Est-ce une tendance lourde ou un phénomène conjoncturel en Algérie ? La mode des prénoms étrangers, notamment turc et amazigh, pour les nouveaux nés semblent gagner du terrain en Algérie, et en particulier à Constantine.

Les agents de l’état civil du quartier Aouinet El Foul de Constantine sont catégoriques. De plus en plus de prénoms de nouveaux nés sont issus des séries télévisées turques ou des requêtes Google.

L’influence des séries télévisées turques

« A chaque nouveau feuilleton, nous constatons une évolution du répertoire des prénoms.La tendance est aux prénoms turcs, avec une prédominance depuis début 2021 du prénom féminin Ayla, alors qu’en 2020 c’était plutôt Myral qui occupait le haut du podium chez les filles et Daniel qui a fait son entrée chez les garçons », indique à l’APS Saliha, une employée au service des inscriptions des naissances.

Si le tropisme turc est admis par l’administration municipale, certaines envies parentales sont en revanche rejeter pour incompatibilité culturelle.« Nous relevons également bon nombre de propositions de prénoms incohérents, parfois à connotation religieuse, mais qui relèvent de la pure invention à l’image de ‘Abdelouadjed’ ou encore le prénom ‘Azraël’ qui ont été carrément refusé par nos services », ajoute la fonctionnaire.

Des prénoms farfelus rejetés par l’administration

Directeur de la réglementation et des affaires générales (DRAG) de la commune de Constantine, Hilal Bouderbala, admet quant à lui que certains rejets sont notifiés car ils portent atteinte « aux composantes de l’identité nationale et à la religion » ou qu’ils embarrassent les agents « en raison du manque d’espace sur les documents de l’état civil ou de leur sens ambigu ».

Malgré certains refus, il n’est pas rare que des pères ou des mères persistent dans leur volonté d’obtenir gain de cause « en saisissant le procureur de la république pour l’avaliser », précise Saliha.

Et de poursuivre : « Force est de constater que certains parents s’accrochent aux prénoms choisis aussi farfelus soient-ils, mettant en avant les listes inventoriées par le moteur de recherche Google ».

Le retour à l’authenticité amazigh

Sur une nomenclature de 300 prénoms – filles et garçons confondus – actualisée annuellement par la tutelle, les appellations amazighs, symboles « d’authenticité », ont de plus en plus de succès.

Ainsi les prénoms tels que Koulla, Dihiya, Djouza, Aylana, Asafou, Azwaw, Branis, Iguem et Massinas font régulièrement leur apparition sur les registres de l’état civil.

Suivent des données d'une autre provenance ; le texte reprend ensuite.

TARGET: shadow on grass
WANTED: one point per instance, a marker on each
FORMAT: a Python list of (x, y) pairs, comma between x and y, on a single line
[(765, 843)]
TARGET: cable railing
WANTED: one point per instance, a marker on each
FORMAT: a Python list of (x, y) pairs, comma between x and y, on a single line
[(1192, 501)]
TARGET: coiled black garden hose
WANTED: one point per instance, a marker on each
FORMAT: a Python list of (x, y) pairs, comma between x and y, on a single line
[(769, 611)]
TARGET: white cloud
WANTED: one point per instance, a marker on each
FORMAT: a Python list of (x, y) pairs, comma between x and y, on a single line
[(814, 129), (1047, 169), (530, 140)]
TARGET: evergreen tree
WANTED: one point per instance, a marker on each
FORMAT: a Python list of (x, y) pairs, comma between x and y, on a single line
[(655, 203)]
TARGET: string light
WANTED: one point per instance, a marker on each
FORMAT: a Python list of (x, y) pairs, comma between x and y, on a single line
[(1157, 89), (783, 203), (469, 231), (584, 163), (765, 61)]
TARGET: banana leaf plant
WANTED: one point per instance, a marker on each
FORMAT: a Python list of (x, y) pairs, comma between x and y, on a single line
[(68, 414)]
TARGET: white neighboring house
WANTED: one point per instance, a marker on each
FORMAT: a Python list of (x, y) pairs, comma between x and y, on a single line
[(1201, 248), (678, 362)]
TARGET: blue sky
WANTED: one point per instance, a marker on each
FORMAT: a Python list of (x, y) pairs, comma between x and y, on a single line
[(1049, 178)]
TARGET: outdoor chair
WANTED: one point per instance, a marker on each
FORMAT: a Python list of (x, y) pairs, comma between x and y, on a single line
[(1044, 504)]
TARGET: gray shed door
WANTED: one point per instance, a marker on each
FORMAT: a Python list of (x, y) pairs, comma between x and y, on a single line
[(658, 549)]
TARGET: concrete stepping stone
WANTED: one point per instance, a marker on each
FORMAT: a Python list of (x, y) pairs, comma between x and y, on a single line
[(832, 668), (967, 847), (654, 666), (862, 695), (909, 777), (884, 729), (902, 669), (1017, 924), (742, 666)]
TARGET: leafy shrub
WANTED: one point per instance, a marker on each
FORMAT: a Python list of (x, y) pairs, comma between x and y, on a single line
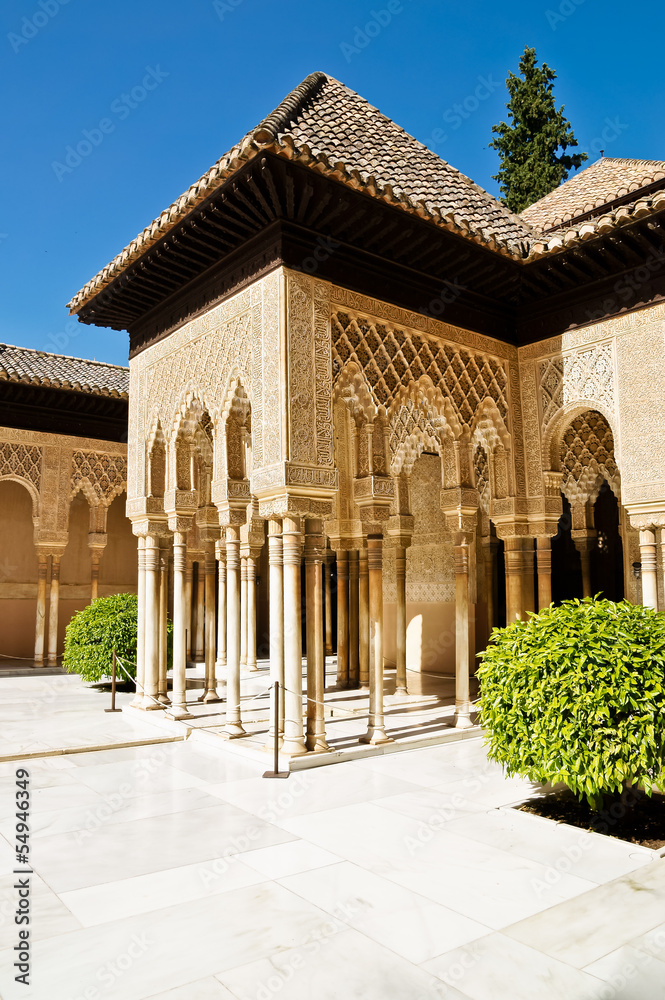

Interrogé par l’APS, le sociologue Abdallah Hammadi estime de son coté que la mutation de ces 40 dernières années est palpable « depuis l’avènement du multipartisme, des réseaux sociaux et l’invasion informationnelle des grandes nations à travers les moyens de communication modernes ».

S’appuyant sur la vogue des prénoms composés, l’universitaire s’inquiète toutefois des répercussions pour celui qui devra le porter toute sa vie. « Des prénoms composés peuvent générer de par leur extravagance et leur longueur de profonds complexes et handicaps à l’enfant dans sa vie future et dans ses relations avec autrui, en plus des inévitables erreurs de transcriptions commises parfois au niveau de l’état civil », prévient-il.